A Focus on Secret Kinds of Spaces for Children

Do forts and cubbies have a role in children’s learning and childhood?

Education writer David Sobel (1993) has helped in developing the philosophy of place based education. His work emphasises the importance of children having opportunities to discover or to create their own specials spaces to children’s overall development, learning and emotional wellbeing. He advocates that children need spaces that are “secret” to them or that allow them to host their own secrets.

You might like to read more about David Sobel’s work at the Children and Nature Network:

Place based education is finding its way into schools and communities.

Have a look at the ECO CUBBY Project in Victoria (2009-2013) which had lasting outcomes for children, schools and communities.

Architects, children and their teachers and families came together to design, plan, and think and to create ECO CUBBIES in homes, schools and in their communities. The idea behind this project was to promote sustainable design thinking with children, where adults created contexts for learning from their deep listening of children as they explored place and space.

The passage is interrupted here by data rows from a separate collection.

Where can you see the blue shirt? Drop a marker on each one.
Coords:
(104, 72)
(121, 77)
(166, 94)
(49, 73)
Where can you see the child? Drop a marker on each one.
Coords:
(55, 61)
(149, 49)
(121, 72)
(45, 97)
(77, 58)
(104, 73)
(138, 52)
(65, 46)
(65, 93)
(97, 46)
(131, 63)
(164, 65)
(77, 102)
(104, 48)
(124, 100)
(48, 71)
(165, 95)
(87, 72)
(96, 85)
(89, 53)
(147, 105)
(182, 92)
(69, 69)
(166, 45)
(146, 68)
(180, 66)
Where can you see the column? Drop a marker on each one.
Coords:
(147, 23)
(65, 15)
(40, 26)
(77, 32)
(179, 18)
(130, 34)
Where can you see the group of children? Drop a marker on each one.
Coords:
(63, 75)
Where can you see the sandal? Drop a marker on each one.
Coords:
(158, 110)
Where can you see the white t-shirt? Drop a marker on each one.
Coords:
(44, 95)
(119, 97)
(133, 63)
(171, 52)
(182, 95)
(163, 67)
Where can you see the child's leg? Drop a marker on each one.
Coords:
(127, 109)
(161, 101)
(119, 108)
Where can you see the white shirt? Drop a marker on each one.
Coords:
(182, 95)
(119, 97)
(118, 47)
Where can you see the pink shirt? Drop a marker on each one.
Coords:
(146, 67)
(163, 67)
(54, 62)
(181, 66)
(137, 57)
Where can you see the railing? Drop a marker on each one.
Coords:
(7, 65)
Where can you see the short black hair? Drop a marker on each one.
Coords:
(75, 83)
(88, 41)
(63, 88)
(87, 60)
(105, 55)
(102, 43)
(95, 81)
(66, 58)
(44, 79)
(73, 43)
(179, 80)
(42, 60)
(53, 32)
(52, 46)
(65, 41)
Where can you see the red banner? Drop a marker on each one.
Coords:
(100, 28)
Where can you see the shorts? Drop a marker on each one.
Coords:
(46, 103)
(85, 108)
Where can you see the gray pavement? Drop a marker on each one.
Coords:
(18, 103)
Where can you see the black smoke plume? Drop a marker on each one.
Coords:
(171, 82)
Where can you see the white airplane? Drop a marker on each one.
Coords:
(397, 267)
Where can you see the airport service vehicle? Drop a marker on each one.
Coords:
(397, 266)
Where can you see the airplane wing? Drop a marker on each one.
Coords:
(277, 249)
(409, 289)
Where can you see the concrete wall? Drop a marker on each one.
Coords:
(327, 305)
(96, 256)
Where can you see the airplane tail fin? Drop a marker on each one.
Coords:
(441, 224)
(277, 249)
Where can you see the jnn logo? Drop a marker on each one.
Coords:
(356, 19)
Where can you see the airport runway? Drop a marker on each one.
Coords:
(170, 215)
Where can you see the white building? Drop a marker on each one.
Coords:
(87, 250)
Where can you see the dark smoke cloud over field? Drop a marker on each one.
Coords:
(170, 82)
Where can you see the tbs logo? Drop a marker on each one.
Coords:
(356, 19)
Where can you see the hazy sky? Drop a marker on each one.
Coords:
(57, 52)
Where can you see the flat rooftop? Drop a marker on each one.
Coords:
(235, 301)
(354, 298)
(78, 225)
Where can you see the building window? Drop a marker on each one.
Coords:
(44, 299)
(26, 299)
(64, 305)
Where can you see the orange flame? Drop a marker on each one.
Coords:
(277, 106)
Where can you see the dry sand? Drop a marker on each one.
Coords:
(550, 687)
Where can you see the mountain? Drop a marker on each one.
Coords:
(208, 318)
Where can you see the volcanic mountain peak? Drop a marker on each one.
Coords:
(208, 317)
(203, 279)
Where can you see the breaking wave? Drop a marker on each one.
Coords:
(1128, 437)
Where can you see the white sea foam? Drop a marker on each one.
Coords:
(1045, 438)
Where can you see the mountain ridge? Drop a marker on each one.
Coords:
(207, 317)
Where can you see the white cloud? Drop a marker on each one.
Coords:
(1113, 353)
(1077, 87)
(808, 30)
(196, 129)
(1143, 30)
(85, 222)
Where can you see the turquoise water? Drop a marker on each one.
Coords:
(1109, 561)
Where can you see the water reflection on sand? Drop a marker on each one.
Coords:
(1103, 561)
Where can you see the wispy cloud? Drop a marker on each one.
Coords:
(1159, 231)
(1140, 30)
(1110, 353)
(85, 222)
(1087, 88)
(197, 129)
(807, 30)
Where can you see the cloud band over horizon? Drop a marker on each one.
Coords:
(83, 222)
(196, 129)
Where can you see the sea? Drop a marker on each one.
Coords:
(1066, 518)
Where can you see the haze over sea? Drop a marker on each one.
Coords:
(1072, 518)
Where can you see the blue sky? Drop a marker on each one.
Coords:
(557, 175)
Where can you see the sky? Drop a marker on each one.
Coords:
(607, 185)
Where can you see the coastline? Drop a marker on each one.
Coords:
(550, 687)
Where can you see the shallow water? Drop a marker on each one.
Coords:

You might enjoy the resources and tools this project has to offer:

What do you think happens for children’s learning and development when they build cubbies, forts or create a secret space?

Jason Tyndall from Nature Play South Australia shared his observations of a cubby making day with children and their families in July 2015:

As it started to take shape I could see the numerous and immeasurable benefits the day would bring. I saw teamwork, with larger sticks needing several people to transport them; problem solving, such as how to get a rope over a high branch to make a swing; sharing, as materials were scarce at times; adventure, as children explored new areas; mentoring, as parents taught their children new skills such as tying knots; creativity, as children were given the license to build a cubby in any way they wanted to; pride and ownership, as children built something to call their own; language development, as stories and dialogue were attached to the cubbies; and finally, the most powerful element of all, the feeling of community, not only amongst participants but also with the natural world around them.


So what do you think?

In the Australian context of increased need for STEM education and graduates with expertise, passion and skills in the STEM areas – do you think children discovering or creating their own special spaces such as forts and cubbies has a role in children’s learning and childhood?

The Mitchell Institute Report Quality Education for All states that an education system oriented towards the future requires creative, entrepreneurial, resilient and capable learners. (April 2016 p.2)  In the global context where there is a shared emphasises towards increasing innovation and creativity – do experiences like fort and cubby making which involve all the senses, body and mind together,  have a role?

Professor Carla Rinaldi argues that school is both a place of transmission and the creation of culture and values. “It is a place that recognises children as citizens. It is a place of possibilities, where knowledge and identity are co-constructed and learning processes are investigated always in relationship with others – “Rinaldi, C, In dialogue with Reggio Emilia: Listening, researching and learning. U.K., Routledge: Psychology Press. P12.

How might place based learning enhance children as citizens and co –constructors of culture and values?